David Franklin Mengis, “Dave” was born in Woodland California to Harry and Wanda Mengis on December 4, 1952. He left his body on October 14, 2023, in SLC, UT under Mount Olympus in his last home, The Abbington. David departed in the arms of his most precious wife and dearest friend, Robin, his son Nicholas, as well as his other caregivers Emily and Felicity. Dave is survived by his wife, son, cherished younger sister Debi, brother-in-law Phil, and his Citadel Class of ’74 “A company” brothers, particularly those closest in David’s last days Randy, Jack, and Bill.
He also leaves behind several great friends and brothers from his years with American Airlines (AA) namely Joel, Bud, and John, and his newest friends/family from the Abbington, including Roger. He was always grateful to all for their love and friendship.
Dave grew up in Woodland, CA, and graduated from Woodland High School in 1970 at age 17 years. As a boy, he loved shooting out at “the plant,” visiting Bodega Bay, and spending weekends water skiing and fishing on the Sacramento River. As a teen working in the Nugget grocery store, Dave befriended other life-long pals Tom and Phil Duzan (now deceased) who introduced him to flying and ultimately defined his career life.
Dave was a Citadel class of 1974 graduate and cherished his time in Charleston, SC, and his place in the “Long Gray Line.” He wore his class ring without fail his entire life and wore a Citadel Polo shirt daily in his last months– his last “uniform” was a Class of 74′ red polo. He cherished his time spent with his Citadel brothers/pals at Homecoming weekends and got there more frequently during his son’s Citadel tenure (2007 graduate).
After graduating from The Citadel, David moved back to Woodland for about 6 months while awaiting his active duty commission in the United States Air Force (USAF) in January 1975.
He started pilot training in T38s at Williams Air Force Base (AFB) in Arizona before going on to Homestead AFB, Florida where he started flying the F4 Phantom. He then was stationed at Kadina Air Base in Okinawa. It was there he got into scuba diving/spearfishing with another lifelong friend Kevin and he earned a black belt in Okinawan martial arts.
The time spent in Okinawa was a highlight of his military service. David’s other assignments took him to Vance AFB in Oklahoma, and Randolf AFB in San Antonio, Texas where he finished his active duty USAF as a T-38 flight instructor.
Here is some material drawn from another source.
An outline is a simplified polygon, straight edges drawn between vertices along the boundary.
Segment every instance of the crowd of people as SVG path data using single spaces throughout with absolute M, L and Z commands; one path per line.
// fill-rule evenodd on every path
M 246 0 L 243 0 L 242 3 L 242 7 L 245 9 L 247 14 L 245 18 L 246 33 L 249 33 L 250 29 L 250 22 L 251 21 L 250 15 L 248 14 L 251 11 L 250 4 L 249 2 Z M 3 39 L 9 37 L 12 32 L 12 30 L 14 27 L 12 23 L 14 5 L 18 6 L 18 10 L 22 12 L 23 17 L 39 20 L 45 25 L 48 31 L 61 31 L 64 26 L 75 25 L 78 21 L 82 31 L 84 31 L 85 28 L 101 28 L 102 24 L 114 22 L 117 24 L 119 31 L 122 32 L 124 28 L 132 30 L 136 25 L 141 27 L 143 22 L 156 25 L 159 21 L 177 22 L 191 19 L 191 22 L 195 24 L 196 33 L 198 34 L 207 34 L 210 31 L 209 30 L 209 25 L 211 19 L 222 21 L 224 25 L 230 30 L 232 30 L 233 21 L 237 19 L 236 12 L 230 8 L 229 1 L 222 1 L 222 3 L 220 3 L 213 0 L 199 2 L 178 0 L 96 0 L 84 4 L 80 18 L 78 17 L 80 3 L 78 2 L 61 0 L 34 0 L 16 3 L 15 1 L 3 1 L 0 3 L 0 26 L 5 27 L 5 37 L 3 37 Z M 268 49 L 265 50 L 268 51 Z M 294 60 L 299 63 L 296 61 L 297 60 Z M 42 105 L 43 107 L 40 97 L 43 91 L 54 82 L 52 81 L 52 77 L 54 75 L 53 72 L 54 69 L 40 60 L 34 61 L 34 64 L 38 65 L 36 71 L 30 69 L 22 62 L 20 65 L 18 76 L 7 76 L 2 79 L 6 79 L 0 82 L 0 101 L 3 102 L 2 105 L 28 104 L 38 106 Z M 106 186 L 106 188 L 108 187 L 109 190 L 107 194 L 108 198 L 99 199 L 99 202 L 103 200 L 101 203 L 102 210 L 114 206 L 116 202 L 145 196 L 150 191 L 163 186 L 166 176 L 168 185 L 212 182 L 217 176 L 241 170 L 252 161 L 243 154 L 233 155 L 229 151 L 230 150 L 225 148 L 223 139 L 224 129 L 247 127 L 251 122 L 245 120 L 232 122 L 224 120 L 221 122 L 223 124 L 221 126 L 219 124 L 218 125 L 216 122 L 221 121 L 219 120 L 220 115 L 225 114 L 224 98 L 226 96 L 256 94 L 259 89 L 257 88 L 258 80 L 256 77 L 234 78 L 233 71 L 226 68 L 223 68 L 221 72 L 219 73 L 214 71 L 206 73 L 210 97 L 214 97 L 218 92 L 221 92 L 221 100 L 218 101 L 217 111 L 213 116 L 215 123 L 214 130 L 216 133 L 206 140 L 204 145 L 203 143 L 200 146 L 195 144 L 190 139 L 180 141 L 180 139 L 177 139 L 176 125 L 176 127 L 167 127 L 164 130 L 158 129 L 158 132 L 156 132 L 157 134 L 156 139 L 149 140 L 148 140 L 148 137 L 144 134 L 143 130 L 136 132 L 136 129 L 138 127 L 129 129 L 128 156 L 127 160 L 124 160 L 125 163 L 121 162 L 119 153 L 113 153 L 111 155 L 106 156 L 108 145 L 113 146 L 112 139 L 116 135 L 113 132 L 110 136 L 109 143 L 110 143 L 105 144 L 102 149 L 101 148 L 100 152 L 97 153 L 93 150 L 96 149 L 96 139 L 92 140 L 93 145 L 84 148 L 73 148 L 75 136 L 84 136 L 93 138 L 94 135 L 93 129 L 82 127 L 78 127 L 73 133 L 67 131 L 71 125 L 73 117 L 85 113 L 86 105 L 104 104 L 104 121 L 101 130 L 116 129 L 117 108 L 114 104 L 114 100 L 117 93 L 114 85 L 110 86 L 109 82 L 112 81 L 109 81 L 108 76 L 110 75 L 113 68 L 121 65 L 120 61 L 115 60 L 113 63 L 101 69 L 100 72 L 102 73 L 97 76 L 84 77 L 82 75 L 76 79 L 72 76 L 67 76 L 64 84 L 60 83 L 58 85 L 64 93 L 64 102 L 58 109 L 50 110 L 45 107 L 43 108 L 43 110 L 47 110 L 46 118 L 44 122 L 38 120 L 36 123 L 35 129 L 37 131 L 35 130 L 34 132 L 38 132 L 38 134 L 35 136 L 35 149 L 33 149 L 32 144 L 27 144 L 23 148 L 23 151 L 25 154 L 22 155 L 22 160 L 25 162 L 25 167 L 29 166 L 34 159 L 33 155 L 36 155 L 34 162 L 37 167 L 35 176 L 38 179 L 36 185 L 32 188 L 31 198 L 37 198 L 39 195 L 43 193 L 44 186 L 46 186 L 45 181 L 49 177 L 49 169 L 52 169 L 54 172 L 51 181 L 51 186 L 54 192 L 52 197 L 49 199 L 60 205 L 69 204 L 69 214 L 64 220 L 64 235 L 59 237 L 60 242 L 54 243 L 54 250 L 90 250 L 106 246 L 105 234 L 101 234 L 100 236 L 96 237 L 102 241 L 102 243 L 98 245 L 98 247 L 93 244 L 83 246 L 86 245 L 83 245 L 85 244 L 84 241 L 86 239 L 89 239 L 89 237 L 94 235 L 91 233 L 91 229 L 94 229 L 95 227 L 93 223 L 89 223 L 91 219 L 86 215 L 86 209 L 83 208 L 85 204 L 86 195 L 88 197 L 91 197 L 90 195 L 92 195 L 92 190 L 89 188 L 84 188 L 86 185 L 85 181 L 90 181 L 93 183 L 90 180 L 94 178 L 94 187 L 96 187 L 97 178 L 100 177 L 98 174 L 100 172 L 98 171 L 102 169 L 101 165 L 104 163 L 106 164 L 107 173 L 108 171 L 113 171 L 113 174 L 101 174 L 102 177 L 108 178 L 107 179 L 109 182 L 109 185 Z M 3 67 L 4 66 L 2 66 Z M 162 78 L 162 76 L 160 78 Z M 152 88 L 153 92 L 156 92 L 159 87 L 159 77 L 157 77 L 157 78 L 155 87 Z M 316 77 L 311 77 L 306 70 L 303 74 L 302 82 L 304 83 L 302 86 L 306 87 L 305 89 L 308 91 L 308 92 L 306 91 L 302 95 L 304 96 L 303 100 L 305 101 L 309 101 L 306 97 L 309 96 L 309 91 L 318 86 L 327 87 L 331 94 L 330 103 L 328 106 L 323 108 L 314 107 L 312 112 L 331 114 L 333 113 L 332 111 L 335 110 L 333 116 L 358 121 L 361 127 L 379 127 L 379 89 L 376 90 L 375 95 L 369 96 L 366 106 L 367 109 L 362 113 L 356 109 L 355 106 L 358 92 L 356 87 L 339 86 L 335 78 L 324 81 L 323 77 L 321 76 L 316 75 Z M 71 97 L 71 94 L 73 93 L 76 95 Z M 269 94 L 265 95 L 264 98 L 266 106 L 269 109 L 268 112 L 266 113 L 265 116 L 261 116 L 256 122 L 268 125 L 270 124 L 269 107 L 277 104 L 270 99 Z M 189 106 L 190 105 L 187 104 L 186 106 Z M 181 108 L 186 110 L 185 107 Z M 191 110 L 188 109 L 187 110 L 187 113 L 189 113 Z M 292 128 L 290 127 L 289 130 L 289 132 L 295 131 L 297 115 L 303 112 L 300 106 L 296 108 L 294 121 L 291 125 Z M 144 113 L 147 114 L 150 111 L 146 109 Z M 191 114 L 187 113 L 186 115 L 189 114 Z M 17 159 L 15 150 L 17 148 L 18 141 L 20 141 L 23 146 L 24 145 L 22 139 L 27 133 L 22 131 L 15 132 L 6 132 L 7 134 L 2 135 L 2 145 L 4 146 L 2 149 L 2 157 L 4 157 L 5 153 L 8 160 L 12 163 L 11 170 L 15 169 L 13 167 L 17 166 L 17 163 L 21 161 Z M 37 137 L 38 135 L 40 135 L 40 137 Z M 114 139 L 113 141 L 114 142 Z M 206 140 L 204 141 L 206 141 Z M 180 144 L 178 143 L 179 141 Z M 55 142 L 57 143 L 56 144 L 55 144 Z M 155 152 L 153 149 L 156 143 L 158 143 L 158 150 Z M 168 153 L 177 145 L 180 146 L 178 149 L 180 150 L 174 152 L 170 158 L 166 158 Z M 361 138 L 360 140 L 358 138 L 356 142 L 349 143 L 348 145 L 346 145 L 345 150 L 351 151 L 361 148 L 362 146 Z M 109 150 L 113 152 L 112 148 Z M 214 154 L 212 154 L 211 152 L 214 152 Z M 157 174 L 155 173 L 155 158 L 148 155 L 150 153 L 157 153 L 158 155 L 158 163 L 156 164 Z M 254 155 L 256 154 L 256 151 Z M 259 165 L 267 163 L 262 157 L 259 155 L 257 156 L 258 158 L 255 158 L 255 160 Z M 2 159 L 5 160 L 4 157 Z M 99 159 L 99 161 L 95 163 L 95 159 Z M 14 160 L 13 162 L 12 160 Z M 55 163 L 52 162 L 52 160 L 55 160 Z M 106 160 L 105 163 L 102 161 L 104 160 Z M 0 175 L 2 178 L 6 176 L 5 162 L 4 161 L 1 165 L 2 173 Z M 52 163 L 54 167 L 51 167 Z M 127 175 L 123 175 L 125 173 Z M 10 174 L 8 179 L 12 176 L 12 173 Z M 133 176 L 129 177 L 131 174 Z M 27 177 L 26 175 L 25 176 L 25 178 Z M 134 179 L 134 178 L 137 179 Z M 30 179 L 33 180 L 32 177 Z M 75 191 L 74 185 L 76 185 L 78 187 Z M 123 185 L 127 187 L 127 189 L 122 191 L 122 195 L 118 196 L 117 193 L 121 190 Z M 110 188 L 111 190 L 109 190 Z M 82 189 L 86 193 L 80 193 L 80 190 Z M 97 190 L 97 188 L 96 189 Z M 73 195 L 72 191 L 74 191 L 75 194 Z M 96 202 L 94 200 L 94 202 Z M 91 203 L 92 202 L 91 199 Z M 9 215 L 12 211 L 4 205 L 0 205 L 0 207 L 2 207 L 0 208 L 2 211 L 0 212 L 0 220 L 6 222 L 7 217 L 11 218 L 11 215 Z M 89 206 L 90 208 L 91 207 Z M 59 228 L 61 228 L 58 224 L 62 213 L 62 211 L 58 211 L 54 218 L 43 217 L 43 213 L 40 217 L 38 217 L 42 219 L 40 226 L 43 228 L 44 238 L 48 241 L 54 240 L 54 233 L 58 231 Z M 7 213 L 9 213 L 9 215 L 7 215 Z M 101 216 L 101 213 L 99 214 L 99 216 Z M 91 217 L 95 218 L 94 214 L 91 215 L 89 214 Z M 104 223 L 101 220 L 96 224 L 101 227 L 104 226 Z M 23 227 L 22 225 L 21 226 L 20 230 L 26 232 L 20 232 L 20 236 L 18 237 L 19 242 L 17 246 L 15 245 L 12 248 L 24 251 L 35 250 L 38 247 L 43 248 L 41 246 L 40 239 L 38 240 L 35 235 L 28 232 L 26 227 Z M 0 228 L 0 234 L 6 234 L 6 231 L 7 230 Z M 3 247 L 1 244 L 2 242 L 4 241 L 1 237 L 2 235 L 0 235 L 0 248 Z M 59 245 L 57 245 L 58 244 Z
Being a soldier and fighter pilot was in large part how David defined himself.
In David’s own words (from personal notes found upon his passing):
“The World has long wrestled with a definition for a twentieth-century phenomenon – the fighter pilot. Actually, it is quite simple. He is a soldier who flies. Period.
It matters not which aircraft he flies, the seat he occupies, or whether he is actively flying today. Truly, many great fighter pilots are presently retired or commanding a staff.
To be a soldier, he must place the welfare of a nation above his own. To be a flyer, he must find the courage to leave the ground in a machine that may or may not bring him back…
Once a fighter pilot, always a fighter pilot.”
Following active duty service, David went back to Woodland/Sacramento, CA in 1981 to spend time with family/friends and plan out his next steps which ultimately led to him flying for AA in August 1985. He started as a flight engineer on the Boeing 727 based in New York before transitioning to flight officer on the McDonald Douglas (MD) 11 based in Dallas-Ft Worth TX.
In 1986 he again had the opportunity to get back into flying the Phantom F4 and briefly the F16 in the USAF Reserves 704th Outlaws at Bergstrom AFB in Austin, TX. It is here David met the love of his life Robin in 1990 and their son Nicholas, and together they started the next half of David’s life.
On March 14, 1992, David and Robin were married in his hometown Woodland, he adopted Nicholas, separated from the USAF Reserves, and they moved to Woodland in June 1992 where they lived for 2 years before moving to Salt Lake City, UT where they fell in love with the Wasatch mountains. They built their “palace on the hill” of Scenic Oaks Cove in 1994 under Lone Peak near their favorite Little Cottonwood Canyon, where world-class ski resorts Snowbird and Alta are located. David was a commuter pilot between SLC and various bases (DFW, Chicago, Miami, and LA) for the remainder of his career with AA predominantly spent flying internationally, often to Narita, Japan one of his favorite trips. He retired as a Boeing 777 captain in December 2017 having a perfect safety record after thousands of flying hours.
David was always a Fighter Pilot at heart, a gentleman, a Citadel man, a man’s man, a great friend, an adoring Husband, a loving supportive, and fully accepting Dad, and the Best Brother any person could ever hope to have. He was modest, courteous, humble, loving, and driven by an indomitable and inextinguishable spirit. He also was a complex yet simple man who enjoyed the simple pleasures in life, and he most enjoyed caring for all those most dear to his Heart. There will be few, if any days we are fortunate to have had David in our lives will not miss him, his Love, his positive outlook, his laugh, his unique and hilarious sense of humor, and his smile that brightened any room.
As one of his Abbington caregivers said “he was the sunshine brightening the room.”
We are so honored and better in our own lives to have had David, Dave, Bones, Bug, Bugsy, Diggum, and Dad share himself while here and he will carry on in our hearts and memories for the rest of our time here and eternally.
“Those we Love don’t go away, they walk beside us every day, unseen, unheard, but always near, still loved, still missed, and infinitely dear.” We Love You and always will miss you!
David did not wish for a funeral and wished to be cremated with some of his ashes spread in meaningful places where he spent time while here. He would want a good party with good food, drink, conversation with laughter to celebrate his time spent on this earth. There will be a celebration of his life with his Texas family and one with his Citadel family during the 2024 Homecoming weekend that also will be the Class of ’74’s 50-year reunion.